Dr. Gal Vardi
Gal Vardi has been researching machine-learning and deep learning theory for the past five years. Motivated by the tremendous practical success of neural networks (machine learning programs that make decisions in a manner similar to the human brain,) Gal Vardi’s lab in the Weizmann Institute’s Department of Computer Science and Applied Mathematics aims to establish theoretical foundations for understanding them, and for the theory of deep learning in general. Bridging the gap between theory and practice may be crucial to providing principled guidance and ensuring the advancement of deep learning in the long term.
With a PhD in Computer Science from The Hebrew University of Jerusalem in temporal logic and automata theory, Dr. Vardi transitioned to machine learning theory, where he has made significant contributions.
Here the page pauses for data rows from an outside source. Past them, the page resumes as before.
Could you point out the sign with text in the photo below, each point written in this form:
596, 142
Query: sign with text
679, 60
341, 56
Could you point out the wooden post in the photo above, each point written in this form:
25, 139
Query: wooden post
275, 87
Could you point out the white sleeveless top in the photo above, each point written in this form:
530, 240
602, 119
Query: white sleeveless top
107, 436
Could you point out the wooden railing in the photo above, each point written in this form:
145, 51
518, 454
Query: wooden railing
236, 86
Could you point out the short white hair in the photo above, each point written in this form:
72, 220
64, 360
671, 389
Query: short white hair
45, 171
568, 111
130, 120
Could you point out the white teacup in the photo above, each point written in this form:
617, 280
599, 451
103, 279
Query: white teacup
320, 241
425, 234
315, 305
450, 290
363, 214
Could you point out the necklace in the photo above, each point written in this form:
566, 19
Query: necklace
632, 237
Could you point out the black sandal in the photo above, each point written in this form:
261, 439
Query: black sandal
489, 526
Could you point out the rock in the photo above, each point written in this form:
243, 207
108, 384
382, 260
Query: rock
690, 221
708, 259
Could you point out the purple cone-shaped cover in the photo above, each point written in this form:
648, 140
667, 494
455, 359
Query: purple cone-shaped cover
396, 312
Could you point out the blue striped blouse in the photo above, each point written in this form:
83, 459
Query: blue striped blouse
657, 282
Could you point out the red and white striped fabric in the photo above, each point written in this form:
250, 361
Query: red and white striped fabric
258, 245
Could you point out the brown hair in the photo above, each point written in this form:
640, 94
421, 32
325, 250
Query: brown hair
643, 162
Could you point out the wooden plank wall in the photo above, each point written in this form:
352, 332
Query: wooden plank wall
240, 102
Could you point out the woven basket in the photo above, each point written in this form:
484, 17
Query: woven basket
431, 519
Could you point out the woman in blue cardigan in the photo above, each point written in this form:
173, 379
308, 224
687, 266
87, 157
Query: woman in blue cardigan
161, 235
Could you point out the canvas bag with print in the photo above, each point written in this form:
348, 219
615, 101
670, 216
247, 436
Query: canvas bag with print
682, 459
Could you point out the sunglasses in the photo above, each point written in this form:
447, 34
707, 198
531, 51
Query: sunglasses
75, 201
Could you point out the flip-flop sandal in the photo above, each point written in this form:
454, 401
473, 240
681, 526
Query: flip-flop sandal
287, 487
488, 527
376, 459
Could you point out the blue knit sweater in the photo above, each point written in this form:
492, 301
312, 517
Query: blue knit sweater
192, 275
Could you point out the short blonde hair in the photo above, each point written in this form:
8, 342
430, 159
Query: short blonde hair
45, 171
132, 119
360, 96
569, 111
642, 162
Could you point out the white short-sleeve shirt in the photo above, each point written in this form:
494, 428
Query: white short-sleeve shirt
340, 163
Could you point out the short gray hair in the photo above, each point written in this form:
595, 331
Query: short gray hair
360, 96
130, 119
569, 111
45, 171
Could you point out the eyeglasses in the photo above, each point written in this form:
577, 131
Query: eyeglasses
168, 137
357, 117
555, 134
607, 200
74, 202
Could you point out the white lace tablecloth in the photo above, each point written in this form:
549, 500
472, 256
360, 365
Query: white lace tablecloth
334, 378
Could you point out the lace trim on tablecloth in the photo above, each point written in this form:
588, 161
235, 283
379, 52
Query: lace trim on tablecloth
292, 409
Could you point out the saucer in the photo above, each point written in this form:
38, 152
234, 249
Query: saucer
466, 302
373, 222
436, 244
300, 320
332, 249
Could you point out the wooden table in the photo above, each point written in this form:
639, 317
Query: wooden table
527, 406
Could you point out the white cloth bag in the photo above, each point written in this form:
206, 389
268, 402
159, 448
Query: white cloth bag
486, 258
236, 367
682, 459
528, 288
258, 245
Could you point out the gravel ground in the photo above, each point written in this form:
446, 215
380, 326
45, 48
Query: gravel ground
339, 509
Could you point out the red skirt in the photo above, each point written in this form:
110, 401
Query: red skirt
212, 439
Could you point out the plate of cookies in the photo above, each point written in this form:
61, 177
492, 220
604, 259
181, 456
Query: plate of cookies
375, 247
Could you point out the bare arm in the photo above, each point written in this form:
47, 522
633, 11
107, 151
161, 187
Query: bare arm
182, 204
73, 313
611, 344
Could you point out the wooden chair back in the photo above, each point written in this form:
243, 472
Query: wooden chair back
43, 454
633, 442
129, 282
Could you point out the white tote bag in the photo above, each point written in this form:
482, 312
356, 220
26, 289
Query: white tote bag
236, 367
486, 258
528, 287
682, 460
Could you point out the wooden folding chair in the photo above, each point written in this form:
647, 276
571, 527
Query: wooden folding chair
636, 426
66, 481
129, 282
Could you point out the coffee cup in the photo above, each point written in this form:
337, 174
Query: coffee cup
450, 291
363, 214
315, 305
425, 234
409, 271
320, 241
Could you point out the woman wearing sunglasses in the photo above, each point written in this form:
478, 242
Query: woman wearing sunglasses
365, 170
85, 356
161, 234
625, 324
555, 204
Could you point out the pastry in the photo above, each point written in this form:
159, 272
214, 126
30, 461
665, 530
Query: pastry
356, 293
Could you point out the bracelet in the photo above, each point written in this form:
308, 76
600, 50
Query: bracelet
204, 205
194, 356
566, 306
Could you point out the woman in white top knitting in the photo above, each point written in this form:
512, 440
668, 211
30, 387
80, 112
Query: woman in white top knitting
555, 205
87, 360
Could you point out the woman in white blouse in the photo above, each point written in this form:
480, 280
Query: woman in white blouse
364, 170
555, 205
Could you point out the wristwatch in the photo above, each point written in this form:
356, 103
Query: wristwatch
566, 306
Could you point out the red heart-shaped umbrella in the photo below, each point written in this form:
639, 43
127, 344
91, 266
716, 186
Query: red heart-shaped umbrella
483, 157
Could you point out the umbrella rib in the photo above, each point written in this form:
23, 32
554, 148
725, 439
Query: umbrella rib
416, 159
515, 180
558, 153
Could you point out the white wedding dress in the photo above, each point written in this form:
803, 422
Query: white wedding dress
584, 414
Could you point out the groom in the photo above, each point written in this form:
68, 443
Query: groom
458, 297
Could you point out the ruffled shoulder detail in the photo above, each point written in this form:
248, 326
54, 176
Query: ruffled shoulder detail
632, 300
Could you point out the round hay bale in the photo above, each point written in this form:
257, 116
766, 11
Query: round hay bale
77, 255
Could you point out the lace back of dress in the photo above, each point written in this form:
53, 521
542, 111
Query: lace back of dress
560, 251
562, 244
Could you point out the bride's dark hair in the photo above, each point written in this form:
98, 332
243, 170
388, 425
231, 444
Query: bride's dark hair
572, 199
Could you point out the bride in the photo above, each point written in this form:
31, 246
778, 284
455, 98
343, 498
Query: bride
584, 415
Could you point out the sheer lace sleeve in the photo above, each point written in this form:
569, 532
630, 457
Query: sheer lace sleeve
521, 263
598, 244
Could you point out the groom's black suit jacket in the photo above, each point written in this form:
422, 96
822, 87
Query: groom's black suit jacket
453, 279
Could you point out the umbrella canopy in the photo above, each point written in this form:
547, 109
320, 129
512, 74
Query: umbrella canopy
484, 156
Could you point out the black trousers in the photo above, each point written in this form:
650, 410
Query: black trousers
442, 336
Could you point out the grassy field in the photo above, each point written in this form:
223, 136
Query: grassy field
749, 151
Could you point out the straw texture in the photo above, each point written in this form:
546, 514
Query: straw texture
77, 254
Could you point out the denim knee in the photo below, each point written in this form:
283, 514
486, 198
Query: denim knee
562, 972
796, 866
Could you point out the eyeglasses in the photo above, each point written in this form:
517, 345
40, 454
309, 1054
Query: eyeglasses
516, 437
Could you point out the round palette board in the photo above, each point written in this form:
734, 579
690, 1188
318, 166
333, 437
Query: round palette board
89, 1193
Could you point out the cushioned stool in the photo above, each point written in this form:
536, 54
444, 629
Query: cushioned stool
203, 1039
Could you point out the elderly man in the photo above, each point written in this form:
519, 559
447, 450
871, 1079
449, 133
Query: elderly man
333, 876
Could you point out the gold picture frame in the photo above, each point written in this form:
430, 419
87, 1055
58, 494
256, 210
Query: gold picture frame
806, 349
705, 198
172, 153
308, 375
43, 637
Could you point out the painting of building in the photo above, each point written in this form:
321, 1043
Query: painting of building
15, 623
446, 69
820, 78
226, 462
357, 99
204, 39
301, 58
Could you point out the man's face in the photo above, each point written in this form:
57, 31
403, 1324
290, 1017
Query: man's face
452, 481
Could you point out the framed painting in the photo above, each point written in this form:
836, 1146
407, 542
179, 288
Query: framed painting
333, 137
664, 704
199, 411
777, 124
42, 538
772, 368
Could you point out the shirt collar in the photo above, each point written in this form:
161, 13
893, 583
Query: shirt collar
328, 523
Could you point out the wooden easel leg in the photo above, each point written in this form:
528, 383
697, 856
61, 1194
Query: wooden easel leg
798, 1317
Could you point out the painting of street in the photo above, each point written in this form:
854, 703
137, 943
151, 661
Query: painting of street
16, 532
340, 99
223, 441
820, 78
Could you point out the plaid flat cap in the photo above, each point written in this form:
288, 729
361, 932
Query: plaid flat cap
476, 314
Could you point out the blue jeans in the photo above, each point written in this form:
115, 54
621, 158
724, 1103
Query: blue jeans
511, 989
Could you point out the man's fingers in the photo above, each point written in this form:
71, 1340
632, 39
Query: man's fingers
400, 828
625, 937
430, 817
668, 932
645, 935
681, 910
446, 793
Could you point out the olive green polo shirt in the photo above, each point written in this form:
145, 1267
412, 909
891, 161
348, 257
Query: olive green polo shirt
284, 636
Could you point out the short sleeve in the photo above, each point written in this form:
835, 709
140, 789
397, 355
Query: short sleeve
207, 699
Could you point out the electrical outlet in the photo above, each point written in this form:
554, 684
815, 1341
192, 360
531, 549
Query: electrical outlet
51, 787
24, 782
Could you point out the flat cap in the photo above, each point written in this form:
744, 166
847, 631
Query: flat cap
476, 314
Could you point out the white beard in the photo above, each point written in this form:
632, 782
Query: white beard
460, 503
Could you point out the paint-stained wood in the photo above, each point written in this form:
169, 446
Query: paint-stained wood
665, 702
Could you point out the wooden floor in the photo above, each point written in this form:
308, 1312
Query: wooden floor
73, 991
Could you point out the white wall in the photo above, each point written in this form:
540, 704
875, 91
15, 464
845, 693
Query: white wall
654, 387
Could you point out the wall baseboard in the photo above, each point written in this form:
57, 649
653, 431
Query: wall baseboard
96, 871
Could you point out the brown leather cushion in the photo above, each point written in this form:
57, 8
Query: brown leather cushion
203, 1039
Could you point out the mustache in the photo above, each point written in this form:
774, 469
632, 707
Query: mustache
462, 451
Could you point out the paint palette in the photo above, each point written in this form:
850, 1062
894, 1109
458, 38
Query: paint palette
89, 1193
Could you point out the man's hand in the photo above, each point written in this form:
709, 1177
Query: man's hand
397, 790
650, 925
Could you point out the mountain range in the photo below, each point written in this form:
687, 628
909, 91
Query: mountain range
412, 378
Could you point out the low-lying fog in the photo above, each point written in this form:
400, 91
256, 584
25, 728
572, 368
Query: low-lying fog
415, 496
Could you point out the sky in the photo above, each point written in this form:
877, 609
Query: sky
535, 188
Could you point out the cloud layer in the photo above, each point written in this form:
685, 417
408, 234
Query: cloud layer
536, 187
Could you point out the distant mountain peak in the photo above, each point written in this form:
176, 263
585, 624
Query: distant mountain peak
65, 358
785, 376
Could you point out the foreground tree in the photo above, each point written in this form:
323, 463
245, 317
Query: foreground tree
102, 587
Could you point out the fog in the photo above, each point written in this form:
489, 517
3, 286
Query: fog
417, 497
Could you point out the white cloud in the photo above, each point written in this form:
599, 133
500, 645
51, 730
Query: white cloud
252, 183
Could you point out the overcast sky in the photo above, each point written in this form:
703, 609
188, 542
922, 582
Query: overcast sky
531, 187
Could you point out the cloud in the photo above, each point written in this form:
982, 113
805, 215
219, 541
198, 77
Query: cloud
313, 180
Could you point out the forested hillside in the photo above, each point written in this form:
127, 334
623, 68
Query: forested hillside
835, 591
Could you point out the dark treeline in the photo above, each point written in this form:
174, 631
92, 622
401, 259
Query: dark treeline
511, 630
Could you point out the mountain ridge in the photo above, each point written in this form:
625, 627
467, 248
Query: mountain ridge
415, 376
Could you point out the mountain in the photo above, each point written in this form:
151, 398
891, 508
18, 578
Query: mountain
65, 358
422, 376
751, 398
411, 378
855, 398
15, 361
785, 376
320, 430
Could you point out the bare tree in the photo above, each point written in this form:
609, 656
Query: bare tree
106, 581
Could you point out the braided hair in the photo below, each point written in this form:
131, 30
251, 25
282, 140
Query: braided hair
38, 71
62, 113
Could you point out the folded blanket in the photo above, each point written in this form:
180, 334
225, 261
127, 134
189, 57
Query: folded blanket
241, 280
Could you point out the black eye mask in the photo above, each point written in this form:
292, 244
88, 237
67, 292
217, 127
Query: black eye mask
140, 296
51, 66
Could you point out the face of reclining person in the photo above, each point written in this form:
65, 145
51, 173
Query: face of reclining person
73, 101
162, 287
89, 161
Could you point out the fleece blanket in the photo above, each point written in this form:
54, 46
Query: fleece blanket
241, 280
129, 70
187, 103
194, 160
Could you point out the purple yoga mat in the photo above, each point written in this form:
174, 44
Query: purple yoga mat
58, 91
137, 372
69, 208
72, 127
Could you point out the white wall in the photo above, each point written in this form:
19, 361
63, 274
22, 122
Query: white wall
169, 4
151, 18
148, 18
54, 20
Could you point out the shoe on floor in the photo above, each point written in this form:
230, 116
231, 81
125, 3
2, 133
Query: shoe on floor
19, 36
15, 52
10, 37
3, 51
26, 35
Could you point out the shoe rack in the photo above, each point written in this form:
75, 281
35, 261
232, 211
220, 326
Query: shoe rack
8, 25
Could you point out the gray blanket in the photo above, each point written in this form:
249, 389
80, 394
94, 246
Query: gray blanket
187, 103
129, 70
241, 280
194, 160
For his first postdoc, in the Department of Computer Science and Applied Mathematics at Weizmann, Dr. Vardi focused on depth separations in neural networks. He proved that such depth separations would violate classical natural proofs barriers from computational complexity theory.
He then examined the problem of implicit bias of the gradient methods used to train neural networks. Optimization methods select solutions with properties conducive to good generalization, which explains why neural networks may perform well in practice but actually be biased. In one project, Dr. Vardi demonstrated a remarkable, and totally unexpected, implication of implicit bias: it is possible to reconstruct a significant portion of the data used to train a given neural network. This has significant security implications, since networks are frequently trained on sensitive data such as medical records or user files.
Dr. Vardi completed a second postdoc as part of the National Science Foundation-Simons Research Collaboration on the Theoretical Foundations of Deep Learning. This fellowship supports collaborative research focused on some of the most challenging questions in the mathematical and scientific foundations of deep learning. Dr. Vardi continued his work on implicit bias, expanding to new topics such as benign overfitting, in a collaboration between the Toyota Technological Institute at Chicago, an academic computer science institute, and Hebrew University’s School of Computer Science and Engineering.
Beyond enjoying the substantial intellectual and mathematical challenges in his work, Dr. Vardi believes that enhancing theoretical understanding of deep learning has the potential to significantly impact various domains that rely on this technology.